INCOGNITA NAZARENO. Già, il patto del Nazareno. Tutto gira intorno all'accordo con Berlusconi, anche se a dare le carte sarà il segretario-premier. Con chiarezza Forza Italia ha fatto sapere che niente viene prima del Quirinale e che anche la legge elettorale sarà congelata in attesa di verificare la tenuta del patto. Giorgio Napolitano lo sa bene e ha programmato un'uscita morbida ma determinata, confermando la sua decisione di chiudere presto questo suo secondo mandato. Il presidente da tempo ragiona sulle sue forze e sulle tante scadenze che attendono il parlamento a dicembre. Ha quindi preferito preparare il terreno all'evento cercando di renderlo il meno dirompente possibile per la stabilità della legislatura e, soprattutto, di minor ostacolo alla laboriosità delle Camere.

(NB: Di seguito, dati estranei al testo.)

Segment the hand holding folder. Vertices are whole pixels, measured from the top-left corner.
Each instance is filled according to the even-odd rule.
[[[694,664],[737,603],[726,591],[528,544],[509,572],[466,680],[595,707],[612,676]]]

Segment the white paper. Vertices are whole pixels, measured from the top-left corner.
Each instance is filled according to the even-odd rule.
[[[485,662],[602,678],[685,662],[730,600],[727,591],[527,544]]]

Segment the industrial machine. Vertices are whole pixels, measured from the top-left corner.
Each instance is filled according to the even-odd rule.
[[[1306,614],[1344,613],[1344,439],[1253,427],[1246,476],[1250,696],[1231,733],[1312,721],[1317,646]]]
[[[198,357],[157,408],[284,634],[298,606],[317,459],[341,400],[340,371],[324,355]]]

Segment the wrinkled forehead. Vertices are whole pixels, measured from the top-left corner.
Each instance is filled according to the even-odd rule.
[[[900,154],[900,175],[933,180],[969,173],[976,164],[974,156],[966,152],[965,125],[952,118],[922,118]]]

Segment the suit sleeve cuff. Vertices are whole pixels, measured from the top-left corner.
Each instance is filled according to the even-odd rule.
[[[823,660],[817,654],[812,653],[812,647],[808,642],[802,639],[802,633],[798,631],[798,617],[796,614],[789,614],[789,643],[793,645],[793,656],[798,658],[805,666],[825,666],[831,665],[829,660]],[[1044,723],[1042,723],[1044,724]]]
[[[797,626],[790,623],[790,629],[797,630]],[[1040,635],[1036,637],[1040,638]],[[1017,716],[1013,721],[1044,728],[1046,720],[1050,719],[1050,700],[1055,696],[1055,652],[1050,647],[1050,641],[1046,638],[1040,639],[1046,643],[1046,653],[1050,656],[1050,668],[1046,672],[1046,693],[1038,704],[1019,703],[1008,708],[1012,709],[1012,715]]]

VERSO L'ADDIO A GENNAIO. Nessuna data quindi e lancette puntate su gennaio, certamente dopo l'approvazione della legge di Stabilità. I suoi impegni di dicembre confermano questo calendario che con tutta probabilità porterà Napolitano a parlare della sua imminente uscita nell'incontro con le alte cariche dello Stato (prima di Natale) e forse anche nel messaggio di fine anno agli italiani. Dopo ogni giorno sarà buono, ma deciderà il presidente. Dando per acquisito questo scenario, la forza dell'impatto è già evidente: superando l'esercizio del toto-Quirinale, la macchina del premier sarà costretta ad una pericolosa sosta ai box. La tenuta del patto del Nazareno già oggi si misura solo con la parola Quirinale e incidenti al momento del voto potrebbero decretarne la fine definitiva.
Manca ancora un'era geologica alla riunione dei grandi elettori e il quadro politico è in movimento.
SULLO SFONDO IL REBUS M5S. Al di là delle tensioni interne del Partito democratico, del movimentismo che potranno organizzare i grandi vecchi del partito, da Prodi a Bersani e D'Alema, c'è sempre più all'ordine del giorno il rebus Movimento 5 stelle. Possessore di un cospicuo pacchetto di voti potrebbe mettere in difficoltà Matteo Renzi lanciando un nome autorevole la cui bocciatura non sarebbe compresa dai cittadini. Ma soprattutto - viste le epurazioni in atto - c'è già chi ha in mano il pallottoliere per calcolare quanti grillini potrebbero usare il voto segreto come prova generale per futuri traslochi. Se il toto-nomine rimane una scommessa, non si rischia nulla nel dire quanto la corsa al Colle sia una faccenda maledettamente seria per i partiti. E quindi come, al netto delle buone intenzioni, la scalata al Colle rimanga impervia per il gentil sesso nonostante i nomi di Paola Severino e Roberta Pinotti circolino da mesi. Accompagnati però da pesi massimi come Giuliano Amato, Mario Draghi e Piero Grasso. E, da ultimo, quello di Raffaele Cantone, attuale presidente della autorità anticorruzione.